In this study, we used direct measures for the focal variables. For example, to measure their acceptance of the technology, we asked respondents how comfortable they are with allowing the use of self-driving technology on (1) public roads, (2) within their city, and (3) on freeways. They provided answers on a 5-point Likert scale ranging from very uncomfortable to very comfortable. In addition to answering questions about their acceptance of the technology, we asked participants about their trust in the NHTSA to regulate the technology, the technology to function correctly, and other drivers to understand how and when to use the technology. Within the survey, technical terms regarding specific SAE levels of automation were not used because the general public is not familiar with these nuanced levels of automation. This is consistent with other studies and surveys measuring the public's opinion of the technology (Hassol et al., 2019; Mack et al., 2021).
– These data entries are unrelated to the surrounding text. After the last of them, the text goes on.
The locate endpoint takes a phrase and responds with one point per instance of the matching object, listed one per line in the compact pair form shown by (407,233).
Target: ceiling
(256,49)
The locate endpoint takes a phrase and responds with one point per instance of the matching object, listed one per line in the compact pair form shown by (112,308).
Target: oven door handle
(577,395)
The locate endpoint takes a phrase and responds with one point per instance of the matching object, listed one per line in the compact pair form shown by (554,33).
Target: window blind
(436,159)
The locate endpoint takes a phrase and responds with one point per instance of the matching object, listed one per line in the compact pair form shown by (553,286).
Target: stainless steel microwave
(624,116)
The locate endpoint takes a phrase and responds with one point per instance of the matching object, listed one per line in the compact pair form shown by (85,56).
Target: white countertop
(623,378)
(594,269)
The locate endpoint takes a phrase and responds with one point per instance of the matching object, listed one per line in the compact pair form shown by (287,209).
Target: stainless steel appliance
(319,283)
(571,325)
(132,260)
Variables used in the models.
Variables used in the models.
The survey used in the study used multiple questions to measure some of the constructs of interest. Specifically, we used three questions to measure the dependent variable, acceptance. Further, we used three questions to measure trust in government (specifically, the NHTSA) and four questions for trust in the technology and trust in other people. We used factor analysis to ensure that the measures had the proper validity. To check if factor analysis is appropriate, we used the Kaiser-Meyer-Olkin (KMO) measure of sampling adequacy and Bartlett's test of sphericity. The KMO is 0.914, and the chi-square statistic is 14,541.21 (p < 0.000), thus indicating that factor analysis is appropriate (Hair et al., 1998). Next, we performed principal components analysis to examine the factor loading of each indicator to ensure they load above 0.60 on their own construct and do not load above 0.40 on any other construct. Table 3 shows that all factor loadings are greater than 0.6.
Convergent and discriminant validity and composite reliability tests.
Convergent and discriminant validity and composite reliability tests.
Note: Bold values indicate the factor loadings of each item on its intended construct, demonstrating convergent validity. Each item loads most strongly on the factor it is designed to measure.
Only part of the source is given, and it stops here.